Salju yang sedang turun, membuatnya semakin merasa jika dirinya sedang tidak baik-baik saja. Butiran salju itu turun, walau tidak deras, tapi mampu membuat jalanan tertutupi oleh warna putih. Lelaki itu merasa dingin, namun ia tak berniat mengeratkan mantel maupun syal warna biru yang kini melilit lehernya. Tak seperti prempuan di hadapannya yang beberapa menit lalu mengeratkan syal putih yang dikenakannya.

“Kenapa kau tidak menungguku?”

Satu pertanyaan itu akhirnya terlontar dari lelaki tampan itu.
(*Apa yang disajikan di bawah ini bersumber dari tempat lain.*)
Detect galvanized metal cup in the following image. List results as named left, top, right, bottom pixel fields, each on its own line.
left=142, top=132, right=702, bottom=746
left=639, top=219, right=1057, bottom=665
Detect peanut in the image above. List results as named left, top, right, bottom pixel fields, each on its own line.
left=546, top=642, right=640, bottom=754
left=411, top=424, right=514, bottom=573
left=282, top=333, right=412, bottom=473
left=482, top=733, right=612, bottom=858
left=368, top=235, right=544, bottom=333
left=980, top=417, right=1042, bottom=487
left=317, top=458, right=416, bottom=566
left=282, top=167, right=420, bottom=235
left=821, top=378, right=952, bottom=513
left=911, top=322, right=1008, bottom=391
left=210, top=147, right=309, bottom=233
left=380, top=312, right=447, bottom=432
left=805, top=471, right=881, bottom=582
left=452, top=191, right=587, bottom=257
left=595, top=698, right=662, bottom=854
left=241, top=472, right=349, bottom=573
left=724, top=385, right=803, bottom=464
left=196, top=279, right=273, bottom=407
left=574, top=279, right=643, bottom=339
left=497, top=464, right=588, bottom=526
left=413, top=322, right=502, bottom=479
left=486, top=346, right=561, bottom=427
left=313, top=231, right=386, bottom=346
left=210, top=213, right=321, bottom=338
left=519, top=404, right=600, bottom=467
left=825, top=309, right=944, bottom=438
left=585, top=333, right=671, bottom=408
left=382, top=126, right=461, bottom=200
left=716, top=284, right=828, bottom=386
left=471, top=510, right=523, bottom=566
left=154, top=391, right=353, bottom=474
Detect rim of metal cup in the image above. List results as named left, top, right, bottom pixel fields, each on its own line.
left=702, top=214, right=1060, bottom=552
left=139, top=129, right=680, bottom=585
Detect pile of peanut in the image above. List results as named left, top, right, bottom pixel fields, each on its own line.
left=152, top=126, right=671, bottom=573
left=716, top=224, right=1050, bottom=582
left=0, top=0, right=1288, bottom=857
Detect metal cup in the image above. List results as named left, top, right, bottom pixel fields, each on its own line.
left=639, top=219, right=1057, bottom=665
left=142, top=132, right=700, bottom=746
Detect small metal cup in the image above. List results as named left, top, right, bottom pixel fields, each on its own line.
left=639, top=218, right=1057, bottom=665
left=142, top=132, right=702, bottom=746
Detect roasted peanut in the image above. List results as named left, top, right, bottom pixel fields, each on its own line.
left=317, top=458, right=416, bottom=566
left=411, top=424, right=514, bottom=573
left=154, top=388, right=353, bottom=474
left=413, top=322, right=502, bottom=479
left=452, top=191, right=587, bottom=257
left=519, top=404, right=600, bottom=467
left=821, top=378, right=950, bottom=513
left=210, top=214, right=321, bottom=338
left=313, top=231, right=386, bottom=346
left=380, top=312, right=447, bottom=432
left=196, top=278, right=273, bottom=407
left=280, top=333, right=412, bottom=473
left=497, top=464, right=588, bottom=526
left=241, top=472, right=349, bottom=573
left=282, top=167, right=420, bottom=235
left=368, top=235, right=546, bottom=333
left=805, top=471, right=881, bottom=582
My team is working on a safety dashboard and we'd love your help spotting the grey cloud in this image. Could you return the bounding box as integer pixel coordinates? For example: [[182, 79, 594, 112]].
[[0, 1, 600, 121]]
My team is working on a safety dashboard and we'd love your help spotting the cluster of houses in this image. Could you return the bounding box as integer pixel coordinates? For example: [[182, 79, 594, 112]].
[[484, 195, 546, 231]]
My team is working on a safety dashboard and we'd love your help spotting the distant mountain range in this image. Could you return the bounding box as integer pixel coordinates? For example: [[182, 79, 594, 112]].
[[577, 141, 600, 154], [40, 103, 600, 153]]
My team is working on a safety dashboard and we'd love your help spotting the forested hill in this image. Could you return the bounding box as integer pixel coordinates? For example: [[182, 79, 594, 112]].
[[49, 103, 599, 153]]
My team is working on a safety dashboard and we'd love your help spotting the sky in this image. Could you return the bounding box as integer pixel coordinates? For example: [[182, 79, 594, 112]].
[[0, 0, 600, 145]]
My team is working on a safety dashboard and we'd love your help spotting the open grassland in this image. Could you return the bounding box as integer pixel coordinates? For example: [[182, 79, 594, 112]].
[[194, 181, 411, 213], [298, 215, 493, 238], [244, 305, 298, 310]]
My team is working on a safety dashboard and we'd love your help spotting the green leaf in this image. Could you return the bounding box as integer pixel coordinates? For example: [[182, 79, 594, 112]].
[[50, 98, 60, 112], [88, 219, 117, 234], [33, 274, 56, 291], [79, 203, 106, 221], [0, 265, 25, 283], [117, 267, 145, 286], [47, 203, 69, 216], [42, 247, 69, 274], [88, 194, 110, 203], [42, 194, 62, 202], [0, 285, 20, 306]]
Terdengar konyol, sebenarnya. Kenapa Yoona harus menunggunya? Mereka tidak ada ikatan khusus. Keduanya hanya saling berbicara seperlunya saja. Jadi, apa yang salah kalau Yoona tidak menunggunya dan menikah dengan orang lain?

Yoona memandang jalanan yang sebagian tertutupi oleh salju sekilas sebelum menatap wajah lelaki tampan yang hampir satu tahun tidak dilihatnya.

“Anda tidak pernah meminta saya untuk menunggu Anda, Seonsaengnim.”

Tepat sekali.

Jawaban Yoona langsung membuat lelaki itu, Ji Chang-Wook, bungkam. Dulu saat akan pergi ke Italia, dia tak mengatakan apapun pada Yoona. Tidak mengungkapkan perasaannya. Juga tidak meminta Yoona untuk menunggunya.

Sebelumnya, Im Yoona adalah siswa dari sebuah SMA swasta di Seoul. Saat ia berada di pertengahan kelas tiga, ada guru baru. Lelaki tampan yang sudah mendapatkan gelar S1, menjadi guru saat usianya masih sangat muda. Selama itu tak banyak komunikasi yang terjalin di antara mereka berdua.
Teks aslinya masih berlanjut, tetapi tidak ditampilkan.